I'm working on a little dio and needed a palm tree. A friend of mine suggested a way of making one with feathers - yes feathers! It actually turned out pretty nice and I wrote a quick article on how I did it. Enjoy!

http://www.centennialipms.org/CREATING REALISTIC PALM TREES.doc

Rob


----------



## Gerry-Lynn (Mar 20, 2002)

VeeDubb - Great info - The trees look GREAT! When I read feathers... I thought ... Yeah. Sure? Thanks for the write up.

Gerry-Lynn and Sherry


----------



## free spirit (Aug 4, 2005)

neat idea . the trees look pretty cool .


----------



## Lummox (May 26, 2007)

Very nice work,sir!!!


----------



## roadrner (Jul 21, 1999)

Veedubb67,

Great how to and looks real enough to me.
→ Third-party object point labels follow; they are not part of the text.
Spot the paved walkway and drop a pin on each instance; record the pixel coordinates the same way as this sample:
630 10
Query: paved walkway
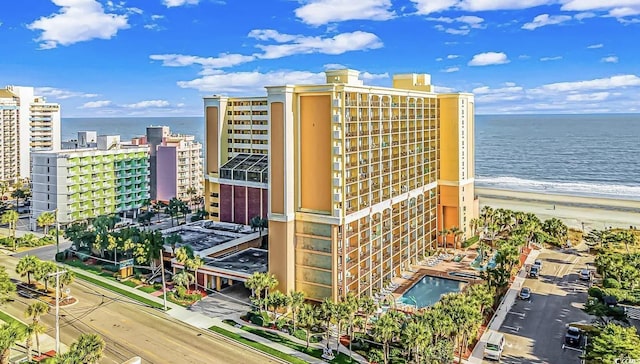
504 307
201 321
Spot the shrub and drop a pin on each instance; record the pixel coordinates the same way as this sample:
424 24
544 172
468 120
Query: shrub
596 292
611 283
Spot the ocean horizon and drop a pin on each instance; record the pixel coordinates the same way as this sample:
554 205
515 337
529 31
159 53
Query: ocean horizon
592 155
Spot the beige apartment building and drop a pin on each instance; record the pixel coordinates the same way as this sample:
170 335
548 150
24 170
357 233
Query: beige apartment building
27 124
356 180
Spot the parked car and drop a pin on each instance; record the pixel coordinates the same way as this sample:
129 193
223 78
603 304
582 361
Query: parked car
534 272
538 264
585 274
573 337
525 293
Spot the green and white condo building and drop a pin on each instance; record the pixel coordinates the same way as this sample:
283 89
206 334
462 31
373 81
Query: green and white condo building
84 183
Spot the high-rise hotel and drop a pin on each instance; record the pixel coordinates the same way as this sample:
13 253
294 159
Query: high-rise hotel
355 180
27 124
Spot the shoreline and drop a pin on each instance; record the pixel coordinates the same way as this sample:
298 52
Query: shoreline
576 211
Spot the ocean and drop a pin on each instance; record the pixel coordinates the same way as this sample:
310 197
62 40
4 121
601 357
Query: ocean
587 155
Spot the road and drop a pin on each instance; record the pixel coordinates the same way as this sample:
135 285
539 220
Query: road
534 330
130 329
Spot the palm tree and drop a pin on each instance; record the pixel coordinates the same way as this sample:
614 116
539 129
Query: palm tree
11 218
10 334
456 232
296 299
26 266
307 319
45 220
367 307
384 331
174 239
183 278
89 348
34 328
443 233
35 311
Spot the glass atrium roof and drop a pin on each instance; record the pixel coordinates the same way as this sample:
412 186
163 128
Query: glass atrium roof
246 167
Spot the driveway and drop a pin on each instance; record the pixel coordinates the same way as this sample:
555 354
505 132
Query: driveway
534 330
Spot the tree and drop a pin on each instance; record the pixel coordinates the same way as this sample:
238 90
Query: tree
443 234
45 220
614 344
11 218
6 286
35 311
384 331
10 334
296 299
26 266
307 319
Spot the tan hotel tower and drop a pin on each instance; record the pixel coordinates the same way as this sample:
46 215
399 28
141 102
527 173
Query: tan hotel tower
355 180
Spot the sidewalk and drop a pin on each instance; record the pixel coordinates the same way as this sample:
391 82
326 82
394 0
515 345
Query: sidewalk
47 345
201 321
498 317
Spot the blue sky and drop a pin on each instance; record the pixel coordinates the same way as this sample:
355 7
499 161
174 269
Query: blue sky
159 57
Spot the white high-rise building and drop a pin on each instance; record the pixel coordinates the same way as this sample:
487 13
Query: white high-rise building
29 124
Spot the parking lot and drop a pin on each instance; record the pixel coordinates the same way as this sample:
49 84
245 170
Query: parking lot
535 328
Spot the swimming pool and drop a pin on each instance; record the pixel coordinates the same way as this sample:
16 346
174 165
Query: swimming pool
428 290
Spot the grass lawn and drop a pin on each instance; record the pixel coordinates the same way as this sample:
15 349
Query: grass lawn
258 346
8 319
315 352
121 291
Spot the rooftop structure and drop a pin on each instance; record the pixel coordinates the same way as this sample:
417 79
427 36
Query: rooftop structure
230 251
359 181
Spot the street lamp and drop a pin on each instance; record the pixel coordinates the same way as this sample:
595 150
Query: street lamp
57 275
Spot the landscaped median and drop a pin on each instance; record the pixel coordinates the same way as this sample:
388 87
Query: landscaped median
256 345
114 288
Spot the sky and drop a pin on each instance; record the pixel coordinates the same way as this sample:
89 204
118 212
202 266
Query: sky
160 57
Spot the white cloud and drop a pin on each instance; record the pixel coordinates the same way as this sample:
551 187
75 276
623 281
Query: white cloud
319 12
620 81
95 104
544 20
148 104
596 96
174 3
585 15
489 58
334 66
298 44
77 21
223 60
251 82
61 94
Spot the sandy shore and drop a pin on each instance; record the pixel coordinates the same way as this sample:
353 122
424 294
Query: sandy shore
594 213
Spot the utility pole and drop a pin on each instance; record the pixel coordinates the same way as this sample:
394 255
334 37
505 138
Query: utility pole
57 275
164 284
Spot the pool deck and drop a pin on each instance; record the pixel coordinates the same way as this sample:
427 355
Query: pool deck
442 269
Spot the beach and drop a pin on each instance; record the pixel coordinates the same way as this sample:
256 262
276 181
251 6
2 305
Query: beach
593 212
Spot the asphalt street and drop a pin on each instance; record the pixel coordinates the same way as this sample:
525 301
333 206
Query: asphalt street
534 330
130 329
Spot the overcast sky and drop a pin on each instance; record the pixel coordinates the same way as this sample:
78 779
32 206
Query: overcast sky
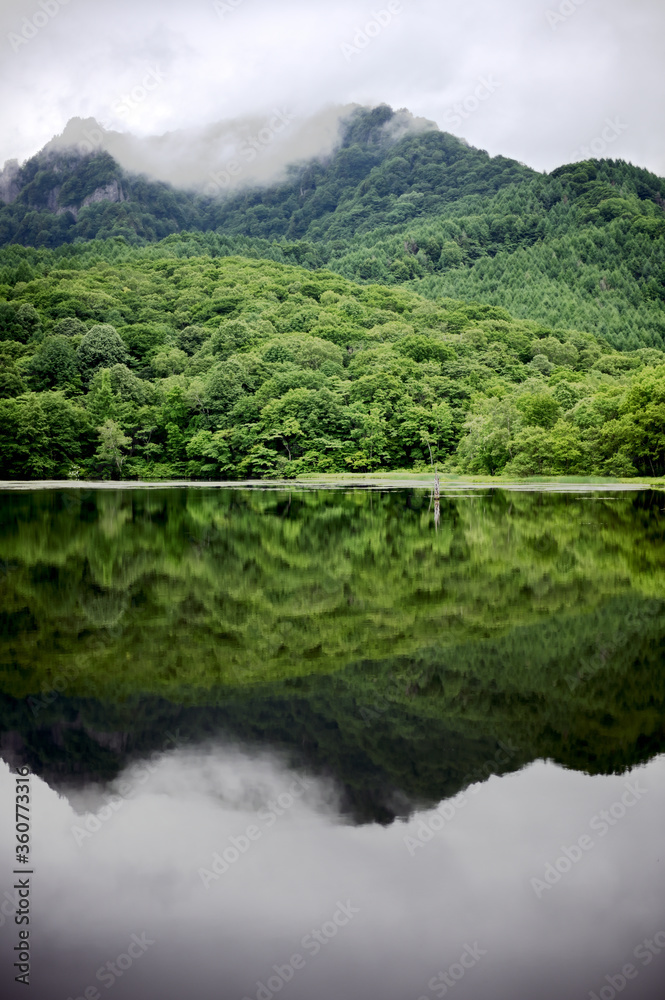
534 84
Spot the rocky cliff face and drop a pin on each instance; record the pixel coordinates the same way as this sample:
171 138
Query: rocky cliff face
109 192
9 187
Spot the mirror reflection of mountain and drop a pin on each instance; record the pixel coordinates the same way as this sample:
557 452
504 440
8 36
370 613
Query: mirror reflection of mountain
339 627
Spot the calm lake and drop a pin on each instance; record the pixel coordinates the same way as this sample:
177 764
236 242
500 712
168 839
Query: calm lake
332 744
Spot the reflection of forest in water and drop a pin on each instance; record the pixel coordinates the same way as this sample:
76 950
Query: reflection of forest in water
340 626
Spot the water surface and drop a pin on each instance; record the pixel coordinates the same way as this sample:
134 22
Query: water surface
336 743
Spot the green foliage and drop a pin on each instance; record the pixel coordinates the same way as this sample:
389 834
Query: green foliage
100 347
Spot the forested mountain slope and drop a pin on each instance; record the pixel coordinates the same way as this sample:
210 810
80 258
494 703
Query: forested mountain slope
176 360
581 248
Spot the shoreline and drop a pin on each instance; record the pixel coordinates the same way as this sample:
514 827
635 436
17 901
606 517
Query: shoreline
370 481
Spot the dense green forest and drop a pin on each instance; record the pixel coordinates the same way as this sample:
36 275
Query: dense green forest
400 303
341 624
581 248
150 363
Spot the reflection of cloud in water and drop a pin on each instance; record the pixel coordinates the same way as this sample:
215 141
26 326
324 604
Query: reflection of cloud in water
469 884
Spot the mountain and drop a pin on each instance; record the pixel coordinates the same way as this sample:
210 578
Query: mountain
394 201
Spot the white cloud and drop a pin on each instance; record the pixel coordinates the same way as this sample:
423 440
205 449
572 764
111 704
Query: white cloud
559 83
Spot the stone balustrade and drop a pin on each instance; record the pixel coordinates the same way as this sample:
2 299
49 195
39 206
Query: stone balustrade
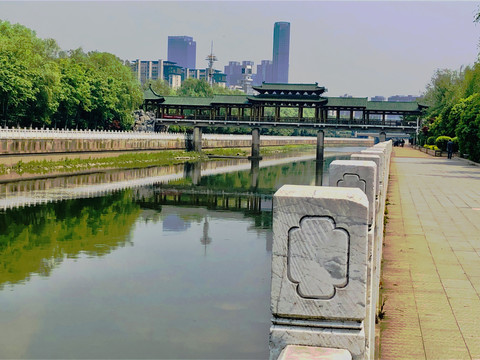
326 261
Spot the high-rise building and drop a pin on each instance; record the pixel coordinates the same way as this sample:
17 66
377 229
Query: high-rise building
182 50
281 50
264 73
147 70
239 76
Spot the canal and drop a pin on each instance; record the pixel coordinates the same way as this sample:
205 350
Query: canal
170 263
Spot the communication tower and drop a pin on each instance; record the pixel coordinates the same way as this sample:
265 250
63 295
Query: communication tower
211 59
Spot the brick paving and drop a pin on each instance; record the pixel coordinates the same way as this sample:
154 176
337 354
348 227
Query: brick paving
431 259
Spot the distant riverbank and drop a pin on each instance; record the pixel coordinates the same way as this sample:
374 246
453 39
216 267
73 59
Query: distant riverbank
13 168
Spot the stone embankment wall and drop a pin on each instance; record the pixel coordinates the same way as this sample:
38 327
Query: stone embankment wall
326 258
27 141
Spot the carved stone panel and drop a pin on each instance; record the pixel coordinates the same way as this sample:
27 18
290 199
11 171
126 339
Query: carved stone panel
318 257
319 254
356 174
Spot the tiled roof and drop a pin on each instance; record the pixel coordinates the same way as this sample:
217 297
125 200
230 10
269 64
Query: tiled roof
346 102
288 87
402 106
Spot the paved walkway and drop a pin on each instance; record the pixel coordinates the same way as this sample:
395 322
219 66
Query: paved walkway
431 267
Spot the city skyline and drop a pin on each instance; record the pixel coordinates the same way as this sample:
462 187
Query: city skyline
360 48
281 51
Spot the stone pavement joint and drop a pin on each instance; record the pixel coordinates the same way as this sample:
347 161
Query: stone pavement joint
431 259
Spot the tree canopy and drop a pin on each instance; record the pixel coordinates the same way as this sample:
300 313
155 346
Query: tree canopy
43 86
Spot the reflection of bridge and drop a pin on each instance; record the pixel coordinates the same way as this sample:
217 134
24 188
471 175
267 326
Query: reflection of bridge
264 111
34 192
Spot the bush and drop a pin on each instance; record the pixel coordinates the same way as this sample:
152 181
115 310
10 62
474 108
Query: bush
431 140
468 129
455 144
442 141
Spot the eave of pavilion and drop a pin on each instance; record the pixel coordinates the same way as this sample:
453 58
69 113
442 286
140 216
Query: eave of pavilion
289 89
287 100
395 107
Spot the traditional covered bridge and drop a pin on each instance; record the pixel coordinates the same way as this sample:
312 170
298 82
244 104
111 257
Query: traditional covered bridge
264 110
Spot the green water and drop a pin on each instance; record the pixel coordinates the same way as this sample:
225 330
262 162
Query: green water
175 269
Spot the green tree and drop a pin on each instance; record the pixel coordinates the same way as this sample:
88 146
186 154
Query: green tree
468 128
160 87
195 88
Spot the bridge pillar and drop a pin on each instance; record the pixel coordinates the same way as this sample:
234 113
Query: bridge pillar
254 173
197 138
383 136
255 144
318 173
320 145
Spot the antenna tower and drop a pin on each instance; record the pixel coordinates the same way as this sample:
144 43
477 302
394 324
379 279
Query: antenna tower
211 59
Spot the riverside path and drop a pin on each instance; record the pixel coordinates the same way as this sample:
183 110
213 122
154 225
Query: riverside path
431 259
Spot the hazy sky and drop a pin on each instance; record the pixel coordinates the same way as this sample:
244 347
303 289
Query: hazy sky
360 48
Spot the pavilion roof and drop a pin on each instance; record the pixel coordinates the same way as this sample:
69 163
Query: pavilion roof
289 88
187 101
287 98
149 94
230 99
394 106
347 102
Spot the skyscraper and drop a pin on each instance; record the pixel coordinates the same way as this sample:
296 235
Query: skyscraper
183 51
281 50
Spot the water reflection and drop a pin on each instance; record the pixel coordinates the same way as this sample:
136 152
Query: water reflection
146 263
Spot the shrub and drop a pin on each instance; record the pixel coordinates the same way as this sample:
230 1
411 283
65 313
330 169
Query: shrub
431 140
442 141
468 128
431 147
455 144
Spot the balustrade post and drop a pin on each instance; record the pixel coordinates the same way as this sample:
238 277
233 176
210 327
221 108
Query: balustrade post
255 144
319 268
197 138
320 146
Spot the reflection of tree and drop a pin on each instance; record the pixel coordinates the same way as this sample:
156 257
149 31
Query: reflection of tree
205 239
36 239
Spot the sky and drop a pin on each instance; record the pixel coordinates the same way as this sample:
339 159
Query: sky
360 48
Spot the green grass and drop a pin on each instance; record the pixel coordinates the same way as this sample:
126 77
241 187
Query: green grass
136 160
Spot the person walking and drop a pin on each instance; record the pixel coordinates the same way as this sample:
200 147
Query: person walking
450 148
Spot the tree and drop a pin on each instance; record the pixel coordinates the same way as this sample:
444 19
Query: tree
468 128
160 87
195 88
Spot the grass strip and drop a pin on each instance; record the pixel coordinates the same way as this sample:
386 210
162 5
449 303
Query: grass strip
137 160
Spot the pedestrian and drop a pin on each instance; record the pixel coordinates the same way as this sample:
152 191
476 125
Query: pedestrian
450 148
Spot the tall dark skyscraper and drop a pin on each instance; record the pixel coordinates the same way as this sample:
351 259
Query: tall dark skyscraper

Fantastic job and thanks!. :thumbsup: :thumbsup: rr


----------



## veedubb67 (Jul 11, 2003)

Almost done with the dio (deadline Wed). I'll post some pics when I'm finished.

Rob


----------



## veedubb67 (Jul 11, 2003)

Done! 

I call it "California Dreaming"...


----------



## whitewarrior (Nov 29, 2008)

I knew sooner or later them da* chicken's would be good for something!.


----------



## bucwheat (Mar 9, 2010)

Super nice job!


----------